L’essayiste américain Ta-Nehisi Coates, auteur en 2015 d’une Colère noire qui mit en exergue le racisme institutionnalisé en vigueur dans son pays, avait raison de qualifier Donald Trump de « premier président blanc des Etats-Unis » en arguant du fait qu’il était le seul à avoir dû son élection au fait d’être… blanc. Cette conviction anime plus que jamais le locataire de la Maison-Blanche à quelques mois d’une éventuelle réélection lors du scrutin du mardi 3 novembre prochain.
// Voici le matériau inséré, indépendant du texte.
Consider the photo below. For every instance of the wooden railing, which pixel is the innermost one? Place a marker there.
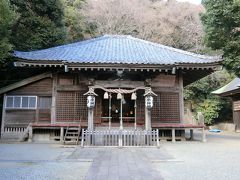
(120, 138)
(14, 128)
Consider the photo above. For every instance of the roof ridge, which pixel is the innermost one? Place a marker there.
(175, 49)
(66, 45)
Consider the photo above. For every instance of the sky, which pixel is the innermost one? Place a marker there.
(192, 1)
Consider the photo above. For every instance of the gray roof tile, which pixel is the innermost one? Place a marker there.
(116, 49)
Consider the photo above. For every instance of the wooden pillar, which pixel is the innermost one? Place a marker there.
(191, 134)
(121, 120)
(61, 134)
(3, 114)
(148, 119)
(54, 97)
(135, 114)
(90, 119)
(110, 110)
(173, 135)
(181, 100)
(30, 135)
(203, 135)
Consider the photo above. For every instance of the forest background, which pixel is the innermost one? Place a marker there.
(211, 28)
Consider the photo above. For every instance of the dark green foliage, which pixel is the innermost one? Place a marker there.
(40, 24)
(222, 26)
(212, 106)
(7, 16)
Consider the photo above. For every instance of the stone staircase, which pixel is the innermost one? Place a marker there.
(72, 135)
(15, 133)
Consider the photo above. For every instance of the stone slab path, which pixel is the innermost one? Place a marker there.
(125, 163)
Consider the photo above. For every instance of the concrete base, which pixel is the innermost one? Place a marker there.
(224, 126)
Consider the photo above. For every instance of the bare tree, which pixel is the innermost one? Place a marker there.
(166, 22)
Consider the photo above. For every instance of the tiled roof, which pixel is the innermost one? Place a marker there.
(116, 49)
(232, 86)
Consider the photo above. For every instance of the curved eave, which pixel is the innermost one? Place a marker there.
(79, 66)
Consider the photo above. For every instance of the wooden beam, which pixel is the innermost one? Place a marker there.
(3, 114)
(70, 88)
(119, 84)
(25, 82)
(54, 98)
(181, 100)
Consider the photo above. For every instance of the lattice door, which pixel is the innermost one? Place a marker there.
(166, 107)
(71, 107)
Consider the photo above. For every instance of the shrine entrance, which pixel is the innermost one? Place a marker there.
(118, 109)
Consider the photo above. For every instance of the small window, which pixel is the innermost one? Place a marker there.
(17, 102)
(9, 103)
(21, 102)
(45, 102)
(25, 102)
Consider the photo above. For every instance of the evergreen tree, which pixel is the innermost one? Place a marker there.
(40, 24)
(7, 16)
(222, 27)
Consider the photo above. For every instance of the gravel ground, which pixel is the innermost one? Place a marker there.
(40, 161)
(218, 158)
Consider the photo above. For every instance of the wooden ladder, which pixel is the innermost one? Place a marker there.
(72, 135)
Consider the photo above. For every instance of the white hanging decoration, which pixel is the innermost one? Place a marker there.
(133, 96)
(105, 96)
(119, 96)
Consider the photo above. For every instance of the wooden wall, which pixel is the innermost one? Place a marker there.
(71, 103)
(167, 103)
(236, 113)
(41, 88)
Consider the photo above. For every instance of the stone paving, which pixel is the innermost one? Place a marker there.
(125, 163)
(218, 158)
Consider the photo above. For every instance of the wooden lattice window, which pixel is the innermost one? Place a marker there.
(140, 110)
(166, 107)
(71, 106)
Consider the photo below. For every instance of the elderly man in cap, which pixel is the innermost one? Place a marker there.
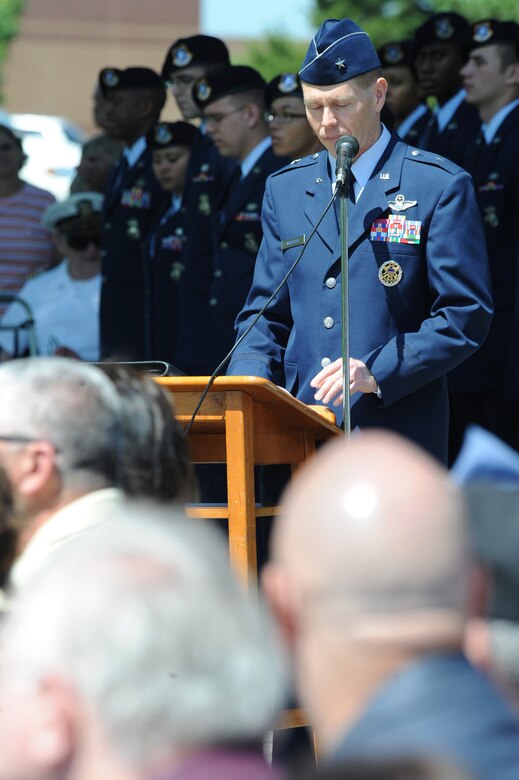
(419, 293)
(233, 105)
(133, 100)
(485, 389)
(64, 300)
(371, 581)
(187, 60)
(441, 48)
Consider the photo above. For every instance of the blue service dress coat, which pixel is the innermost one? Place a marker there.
(419, 288)
(451, 142)
(237, 238)
(439, 706)
(495, 171)
(206, 178)
(132, 200)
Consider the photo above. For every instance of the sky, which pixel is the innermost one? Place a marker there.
(253, 18)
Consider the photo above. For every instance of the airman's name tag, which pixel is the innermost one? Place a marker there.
(290, 242)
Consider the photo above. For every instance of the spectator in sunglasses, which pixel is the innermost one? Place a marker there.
(63, 301)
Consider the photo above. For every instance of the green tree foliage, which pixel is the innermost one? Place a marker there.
(276, 54)
(384, 20)
(10, 14)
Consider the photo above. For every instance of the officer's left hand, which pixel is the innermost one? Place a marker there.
(329, 381)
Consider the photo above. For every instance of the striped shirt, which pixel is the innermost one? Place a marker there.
(25, 245)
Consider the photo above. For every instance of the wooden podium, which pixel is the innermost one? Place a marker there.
(245, 422)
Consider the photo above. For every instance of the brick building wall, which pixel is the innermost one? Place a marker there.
(54, 61)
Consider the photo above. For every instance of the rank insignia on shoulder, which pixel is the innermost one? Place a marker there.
(290, 242)
(396, 229)
(390, 273)
(400, 203)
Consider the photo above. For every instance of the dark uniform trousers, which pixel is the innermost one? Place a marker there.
(132, 199)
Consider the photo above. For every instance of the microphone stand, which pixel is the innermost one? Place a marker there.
(343, 188)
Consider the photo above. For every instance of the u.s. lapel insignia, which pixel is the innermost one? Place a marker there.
(400, 203)
(390, 273)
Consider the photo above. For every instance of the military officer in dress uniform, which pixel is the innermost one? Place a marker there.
(168, 277)
(232, 101)
(291, 134)
(133, 100)
(419, 299)
(404, 95)
(187, 60)
(441, 47)
(485, 389)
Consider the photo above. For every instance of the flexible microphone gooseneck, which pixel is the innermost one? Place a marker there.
(256, 318)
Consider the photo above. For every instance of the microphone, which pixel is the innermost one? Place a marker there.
(346, 147)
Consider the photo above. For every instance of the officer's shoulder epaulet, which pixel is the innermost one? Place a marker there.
(300, 162)
(431, 158)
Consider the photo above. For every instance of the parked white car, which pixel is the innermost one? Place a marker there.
(53, 147)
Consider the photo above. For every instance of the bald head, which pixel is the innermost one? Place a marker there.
(373, 529)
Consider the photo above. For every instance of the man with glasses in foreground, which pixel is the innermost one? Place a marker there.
(64, 300)
(233, 106)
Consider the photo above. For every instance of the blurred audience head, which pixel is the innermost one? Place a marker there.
(98, 156)
(148, 651)
(12, 156)
(291, 134)
(187, 60)
(154, 462)
(369, 569)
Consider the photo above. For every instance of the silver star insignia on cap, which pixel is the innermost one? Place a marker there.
(400, 203)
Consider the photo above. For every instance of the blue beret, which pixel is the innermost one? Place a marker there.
(339, 51)
(128, 80)
(226, 81)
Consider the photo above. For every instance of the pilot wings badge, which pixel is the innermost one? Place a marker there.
(400, 203)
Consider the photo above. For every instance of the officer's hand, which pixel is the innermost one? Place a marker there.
(329, 381)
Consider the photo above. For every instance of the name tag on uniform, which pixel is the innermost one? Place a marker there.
(290, 242)
(136, 198)
(396, 229)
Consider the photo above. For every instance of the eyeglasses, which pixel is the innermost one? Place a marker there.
(215, 119)
(79, 243)
(284, 119)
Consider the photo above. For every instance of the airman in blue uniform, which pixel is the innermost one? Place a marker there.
(133, 99)
(419, 288)
(441, 47)
(232, 101)
(404, 98)
(485, 389)
(187, 60)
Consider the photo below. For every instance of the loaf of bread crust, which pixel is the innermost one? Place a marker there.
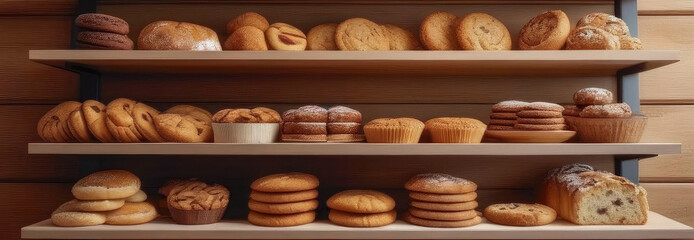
(584, 196)
(171, 35)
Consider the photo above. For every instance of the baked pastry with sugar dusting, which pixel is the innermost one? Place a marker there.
(583, 196)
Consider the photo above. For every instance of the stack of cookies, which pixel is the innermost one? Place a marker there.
(541, 116)
(361, 208)
(106, 197)
(503, 116)
(305, 124)
(101, 31)
(282, 200)
(446, 31)
(442, 200)
(344, 125)
(124, 120)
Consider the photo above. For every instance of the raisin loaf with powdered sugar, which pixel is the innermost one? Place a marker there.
(584, 196)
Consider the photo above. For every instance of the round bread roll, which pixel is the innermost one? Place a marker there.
(613, 25)
(251, 19)
(172, 35)
(246, 38)
(591, 38)
(109, 184)
(67, 215)
(132, 213)
(547, 31)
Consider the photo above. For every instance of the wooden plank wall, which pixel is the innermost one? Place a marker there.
(34, 185)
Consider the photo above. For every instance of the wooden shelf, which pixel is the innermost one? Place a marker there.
(482, 63)
(489, 149)
(658, 227)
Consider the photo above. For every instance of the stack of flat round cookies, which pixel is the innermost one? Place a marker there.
(282, 200)
(503, 116)
(101, 31)
(541, 116)
(442, 200)
(344, 125)
(361, 208)
(106, 197)
(305, 124)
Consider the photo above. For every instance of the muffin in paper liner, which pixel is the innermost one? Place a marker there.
(393, 130)
(196, 217)
(455, 130)
(609, 130)
(246, 132)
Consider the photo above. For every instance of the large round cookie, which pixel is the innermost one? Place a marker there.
(359, 34)
(284, 197)
(401, 39)
(481, 31)
(285, 182)
(361, 201)
(443, 215)
(438, 31)
(442, 224)
(53, 126)
(432, 206)
(520, 214)
(281, 220)
(443, 198)
(440, 183)
(322, 37)
(348, 219)
(283, 208)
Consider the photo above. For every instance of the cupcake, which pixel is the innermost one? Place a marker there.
(609, 123)
(195, 202)
(257, 125)
(455, 130)
(393, 130)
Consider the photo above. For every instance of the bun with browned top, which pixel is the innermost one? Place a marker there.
(172, 35)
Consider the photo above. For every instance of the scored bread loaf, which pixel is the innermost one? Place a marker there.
(584, 196)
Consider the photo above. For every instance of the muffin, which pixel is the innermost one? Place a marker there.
(393, 130)
(455, 130)
(609, 123)
(195, 202)
(241, 125)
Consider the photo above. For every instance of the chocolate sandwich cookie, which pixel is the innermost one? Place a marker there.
(104, 40)
(102, 23)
Face aux émeutes raciales les plus importantes qu’aient connues les Etats-Unis depuis celles de 1992 à Los Angeles, le président américain a pris le parti de s’afficher comme le grand défenseur de « la loi et de l’ordre » contre les extrémistes antifascistes qui ont dévoyé le combat de la minorité noire pour l’égalité des droits face à la police. Mais en réduisant les manifestants aux seuls casseurs et pilleurs, Donald Trump ignore les revendications originelles des protestataires pacifiques et transforme ce qui devait être un débat de société en question strictement sécuritaire. Sur les méthodes exagérément musclées de la police qui, en 2019, ont coûté la vie à 1 099 Américains toutes communautés confondues, sur le ciblage des Afro-Américains dans ces interventions illustré par des meurtres à répétition, sur l’impunité dont jouissent le plus souvent les policiers ou les vigiles impliqués dans ces dossiers, sur ce racisme institutionnalisé documenté par nombre d’experts, Donald Trump n’oppose et ne propose rien. Pourquoi ? Parce que rouvrir ces questions fâcherait ses électeurs pour lesquels ces problèmes soit n’existent pas, soit ne nécessitent pas plus d’intervention de l’Etat.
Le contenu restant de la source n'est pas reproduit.